2. Would mild or moderate LVH cause an increase in SCD?

Any structural heart disease signifies an increased risk of cardiac events -- but this is not a yes or no answer, there is a gradient of risk.  The risk would be greater if there was either severe LVH or if there was severe diastolic dysfunction.  Your echo read does not sound like it is high risk or even moderate risk.

3. Why would many EKGs miss the LVH if it is actually there?

It is a surrogate marker for LVH.  LVH is really an echocardiogram diagnosis. EKGs often over or under call LVH.

4. Could technician error cause a false Echo report?

Not usually for LVH.

5. I was on Vallium (for stress) for a while and notice my airway would sometimes close up while lying on my back when I would be in the transition period between sleep and awakness, can vallium cause these apnea like symptoms or increase them?

It could if you took too much or if you were very sensitive to it.  I think what you are describing is a more common phenomenon that many people occasional have -- I have had it myself when I am very tired.  Usually nothing to worry about unless you think you have sleep apnea.

6. I have been able to convince myself I do not have many of the rare heart conditions, but something like Idiopathic VF concerns me. What info could you give me on this condition, and does it differ from Brugada, and would the newly discovered Short QT syndrome be included in the Idiopathic VF cases?

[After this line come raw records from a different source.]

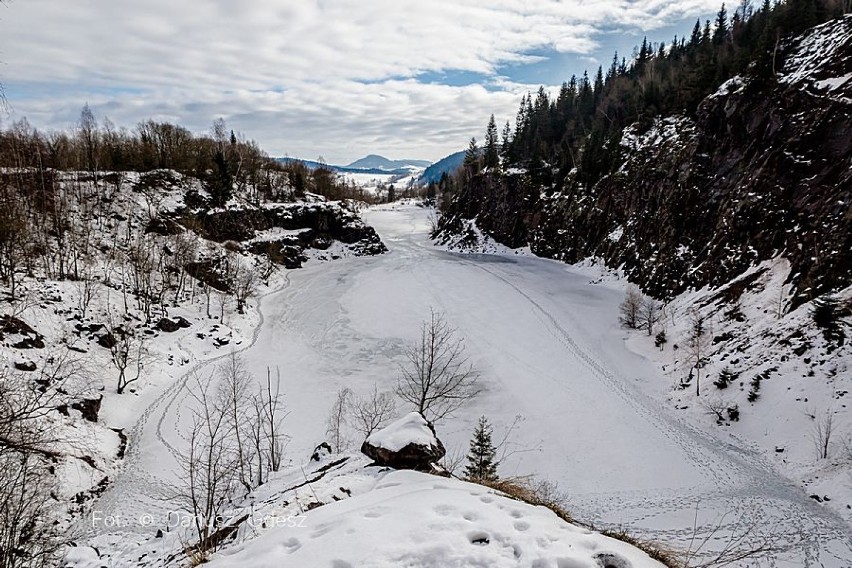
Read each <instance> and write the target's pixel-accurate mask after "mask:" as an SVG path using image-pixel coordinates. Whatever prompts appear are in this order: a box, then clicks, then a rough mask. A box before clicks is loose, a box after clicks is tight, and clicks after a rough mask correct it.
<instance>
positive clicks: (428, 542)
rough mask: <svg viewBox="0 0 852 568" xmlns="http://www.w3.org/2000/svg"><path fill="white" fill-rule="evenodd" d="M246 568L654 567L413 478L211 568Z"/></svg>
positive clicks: (339, 503)
mask: <svg viewBox="0 0 852 568" xmlns="http://www.w3.org/2000/svg"><path fill="white" fill-rule="evenodd" d="M210 566H211V568H227V567H242V566H253V567H257V568H261V567H264V566H269V567H273V566H274V567H277V566H317V567H319V566H323V567H325V566H332V567H337V568H344V567H354V566H358V567H360V568H370V567H380V566H382V567H385V566H386V567H395V566H408V567H423V568H426V567H436V568H437V567H446V566H489V567H492V568H500V567H504V566H505V567H508V566H512V567H516V566H542V567H543V566H559V567H572V568H597V567H599V566H618V567H619V568H643V567H648V568H651V567H653V568H658V567H660V566H662V564H660V563H658V562H656V561H654V560H652V559H651V558H649V557H648V556H647V555H646V554H645V553H643V552H641V551H639V550H637V549H636V548H634V547H632V546H630V545H628V544H626V543H623V542H620V541H617V540H614V539H611V538H608V537H605V536H602V535H600V534H597V533H594V532H592V531H589V530H586V529H583V528H580V527H577V526H574V525H571V524H569V523H566V522H565V521H563V520H561V519H560V518H559V517H557V516H556V515H555V514H554V513H553V512H552V511H550V510H549V509H546V508H544V507H534V506H531V505H528V504H526V503H521V502H518V501H515V500H513V499H510V498H508V497H504V496H502V495H499V494H496V493H495V492H494V491H492V490H490V489H488V488H486V487H482V486H480V485H475V484H472V483H466V482H463V481H458V480H454V479H444V478H439V477H435V476H431V475H428V474H423V473H418V472H413V471H397V472H392V473H389V474H387V475H386V476H385V477H384V478H382V480H381V481H380V482H379V483H378V484H377V485H376V487H375V488H374V489H373V490H372V491H370V492H368V493H365V494H363V495H359V496H356V497H352V498H351V499H346V500H343V501H338V502H334V503H329V504H328V505H325V506H322V507H318V508H316V509H313V510H311V511H308V512H307V513H305V514H304V517H303V519H301V520H300V523H299V526H292V527H279V528H276V529H273V530H271V531H269V532H268V533H266V534H264V535H263V536H261V537H259V538H257V539H255V540H253V541H250V542H248V543H246V544H244V545H242V546H239V547H235V548H233V549H230V550H228V551H226V552H224V553H222V555H221V556H219V557H216V558H214V559H213V561H212V562H211V563H210Z"/></svg>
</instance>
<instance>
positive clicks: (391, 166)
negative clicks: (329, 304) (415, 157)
mask: <svg viewBox="0 0 852 568" xmlns="http://www.w3.org/2000/svg"><path fill="white" fill-rule="evenodd" d="M430 164H431V162H429V161H427V160H390V159H388V158H385V157H384V156H380V155H378V154H369V155H367V156H364V157H363V158H361V159H359V160H355V161H354V162H352V163H351V164H348V165H347V166H346V167H347V168H353V169H363V170H369V169H379V170H398V169H401V168H425V167H428V166H429V165H430Z"/></svg>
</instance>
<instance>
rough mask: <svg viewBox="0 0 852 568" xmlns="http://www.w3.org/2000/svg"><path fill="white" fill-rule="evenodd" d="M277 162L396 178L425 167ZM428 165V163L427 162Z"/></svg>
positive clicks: (300, 160) (287, 161)
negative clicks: (392, 168)
mask: <svg viewBox="0 0 852 568" xmlns="http://www.w3.org/2000/svg"><path fill="white" fill-rule="evenodd" d="M275 161H276V162H280V163H282V164H289V163H291V162H302V163H303V164H305V166H307V168H308V169H309V170H315V169H317V168H319V167H320V166H322V167H324V168H327V169H329V170H331V171H333V172H337V173H339V174H374V175H394V176H408V175H411V173H412V170H421V169H423V166H414V165H408V166H404V167H399V168H395V169H392V170H387V169H384V168H354V167H351V166H335V165H333V164H321V163H320V162H315V161H313V160H300V159H299V158H275ZM412 162H417V160H409V162H408V163H409V164H411V163H412ZM426 163H427V164H428V162H426Z"/></svg>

In general, idiopathic VF has no warning.  If you or I have that, there isn't much you can do.  It is very rare.  Brugada  syndrome is much different and is also a very rare condition.  The explanation of both conditions is not easy to understand or explain.  The joke about short QT syndrome is that there are more researchers studying it than there are people in the world that actually have it - it is very rare.  Idiopathic VF patients have VF for no apparent reason (we don't know the reason yet), the other syndromes have a clear genetic and pathophysiologic explanation.

I hope this helps.  Don't worry about this rare stuff.  Work on the reversible risk factors like diet, exercise, no smoking, and close management of diabetes, cholesterol and hypertension.